I dont want to share the contract I will be the only person listed on the contract but can someone else be listed as a driver . We was going to both use the car to drive uber


----------



## dirtylee (Sep 2, 2015)

Do it. Wreck it or not, doesn't matter. You can only get one car from xchange ever.


----------



## Jmarsbeats (Dec 9, 2016)

Muffinscupcake said:


> I was wondering could a couple share a leased vehicle. Does the lease payments count on your credit score .


Hi did you ever get a respond to this? My wife and I want to do the same as both of our cars 2 door. Thanks


----------



## FrankLStanton (Oct 18, 2016)

As far as two people using the same vehicle, why would the lessor care so long as payments are made by the person/entity named in the lease? Think of the various parents that lease a vehicle for their kids. Xchange should be no different. They ARE getting a significant premium, after all! 

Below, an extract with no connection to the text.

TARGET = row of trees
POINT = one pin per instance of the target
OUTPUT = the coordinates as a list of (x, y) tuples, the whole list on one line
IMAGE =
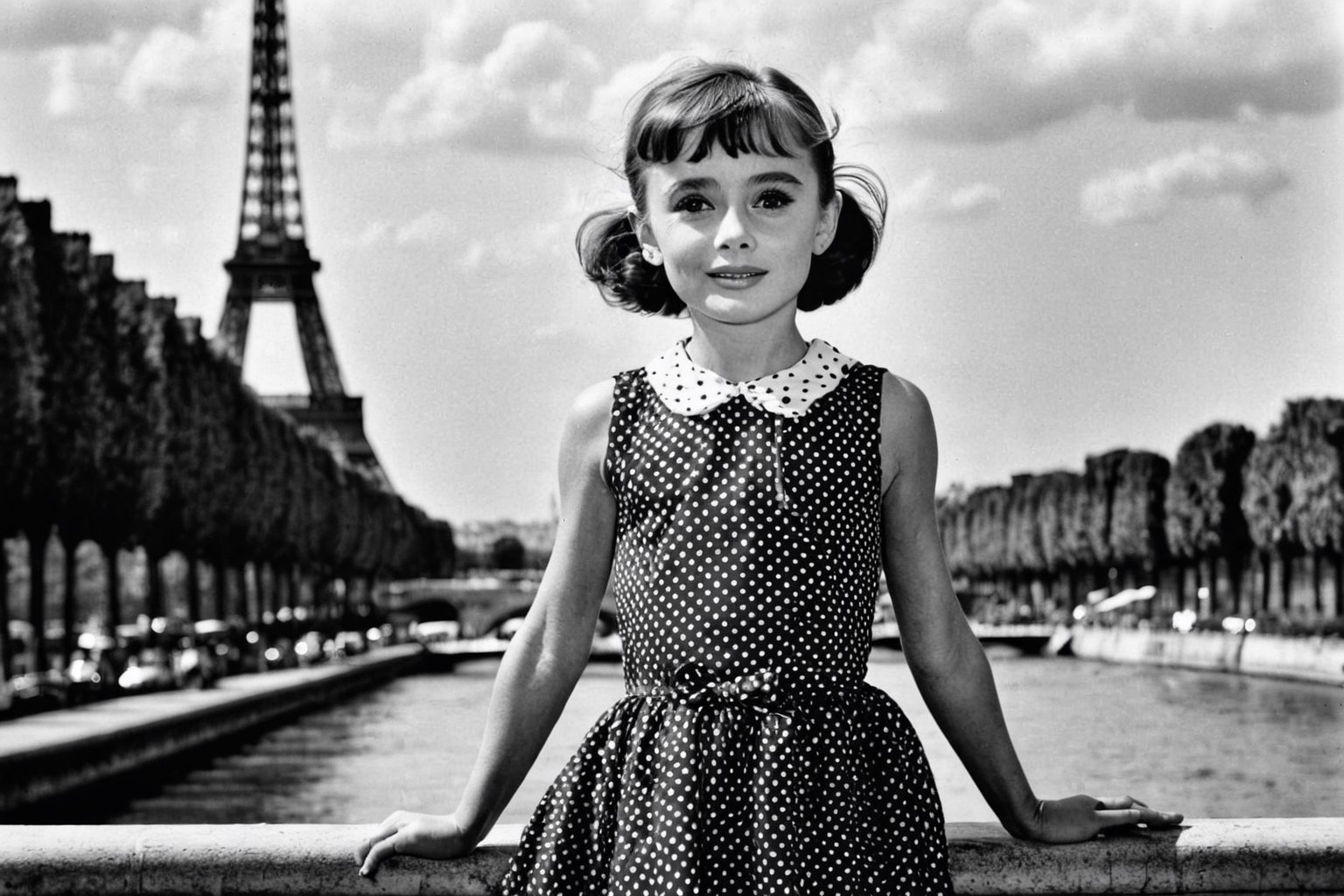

I thought everyone qualified for Xchange, regardless of credit. Just my thoughts.


----------



## Adieu (Feb 21, 2016)

They meant can they get the car uploaded into 2 driver accounts lol


----------



## Adieu (Feb 21, 2016)

Your problem would be lack oF good hours in week or never seeing each other at all if going hardcore

And for mild rideshare, xchange is BRUTALLY expensive


----------



## Adieu (Feb 21, 2016)

Just buy the oldest van you can squeeze into your market's XL platform


----------